Digital Collections
Celebrating the breadth and depth of Hawaiian knowledge. Amplifying Pacific voices of resiliency and hope. Recording the wisdom of past and present to help shape our future.
Robert C. Schmitt, Courtesy of the Hawaiian Historical Society
Train wrecks in Hawai‘i have usually lacked the spectacular quality and human carnage of those on continental lines, but at least three deserve mention.

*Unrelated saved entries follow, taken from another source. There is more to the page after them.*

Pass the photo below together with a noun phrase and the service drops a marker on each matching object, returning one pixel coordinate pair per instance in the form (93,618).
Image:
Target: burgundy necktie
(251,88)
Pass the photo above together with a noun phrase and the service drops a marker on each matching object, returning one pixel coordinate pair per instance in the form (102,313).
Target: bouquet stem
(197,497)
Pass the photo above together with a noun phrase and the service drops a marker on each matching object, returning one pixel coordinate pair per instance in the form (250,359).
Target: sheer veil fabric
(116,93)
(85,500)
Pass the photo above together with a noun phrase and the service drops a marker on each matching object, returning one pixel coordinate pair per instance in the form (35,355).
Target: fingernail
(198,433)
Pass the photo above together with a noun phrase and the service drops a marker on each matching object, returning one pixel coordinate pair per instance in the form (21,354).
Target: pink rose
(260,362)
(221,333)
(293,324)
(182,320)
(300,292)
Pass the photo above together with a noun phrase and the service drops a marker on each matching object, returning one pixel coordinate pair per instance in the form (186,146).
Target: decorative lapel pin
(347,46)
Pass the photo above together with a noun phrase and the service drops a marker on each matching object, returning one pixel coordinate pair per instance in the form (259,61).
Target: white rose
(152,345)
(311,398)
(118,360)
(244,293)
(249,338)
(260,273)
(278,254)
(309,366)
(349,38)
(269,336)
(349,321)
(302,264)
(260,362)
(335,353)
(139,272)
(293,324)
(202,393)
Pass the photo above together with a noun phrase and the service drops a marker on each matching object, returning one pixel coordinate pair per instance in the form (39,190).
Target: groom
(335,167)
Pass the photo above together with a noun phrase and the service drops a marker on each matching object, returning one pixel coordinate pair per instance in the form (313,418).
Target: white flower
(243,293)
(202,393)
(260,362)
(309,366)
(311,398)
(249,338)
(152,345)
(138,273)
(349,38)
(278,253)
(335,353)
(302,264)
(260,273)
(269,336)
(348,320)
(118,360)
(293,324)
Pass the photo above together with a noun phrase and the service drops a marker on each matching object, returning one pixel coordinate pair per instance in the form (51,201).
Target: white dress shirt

The Kahului, Wailuku & Hāmākua Poko Railroad went into operation in 1879, the first common carrier rail line in the kingdom. On February 14, 1884, the last seven cars of a nine-car passenger and freight train uncoupled when the engine halted on a grade near Wailuku. They rolled backward down the 3/4 mile decline with the reversing engine in frantic pursuit. Rounding a sharp curve at the bottom at 50 miles per hour, the runaway car plowed into an approaching locomotive. Three of the eight passengers were killed, three were seriously injured, and the other two jumped in time.
On June 22, 1916, a plantation work train was derailed on a 25-foot-high trestle near Hāna, Maui, plunging into Haneo‘o Gulch. Out of the fifty men on the train, five were killed and twenty-seven were injured.
On July 16, 1922, a speeding pineapple train on the Wahiawā-Schofield line was derailed at Waikakalaua Gulch. The engine and twenty-eight of the forty-one cars jumped the tracks, killing three crewmen and injuring two. Pineapple was strewn far and wide, and could be smelled in the area for many months.